How do you explain that one?

(A. Someone put a different fork on YOUR bike and that's not the way Specialized specified the bike to be sold)

(B. You don't really have an Enduro Pro, you have a Comp or just a "plain old" Enduro, which would be specified with lesser components to meet marketing/price-point goals)

(C. Specialized put a bunch of different forks on bikes in 00' and 01' because that is what they were able to get from their vendors)

Again, MOST, not all, but most Upper-Level bikes are spec with Air/Air, or Coil/Coil, you might just be the "odd man out"

and, no I don't think it makes a bike handle "Real" strange, but if you put a miss-matched set of springs on a race car or high performance sports car it might handle "strange." It will still go down the road, just not the best handling machine on the track . . .

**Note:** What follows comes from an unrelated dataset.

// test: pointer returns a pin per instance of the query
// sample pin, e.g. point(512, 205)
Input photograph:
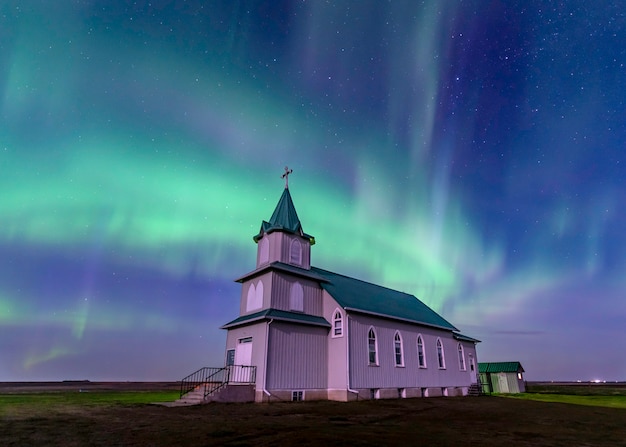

Example: If Dick Trickle doesn't get his Spring package right, he won't win the race, his car will still go around the track, but he won't win.

Are you starting to catch on here? If you set up a bike coil/air or visa-versa it will still ride "OK" just not as good as it could or should. Any reasonably good bike "reviewer" would notice the difference.
Ugh, he is right. The top of the line Enduro Pro came with an X-vert Super fork.

And no, all of Manitou's air forks are air/coil forks. All of them.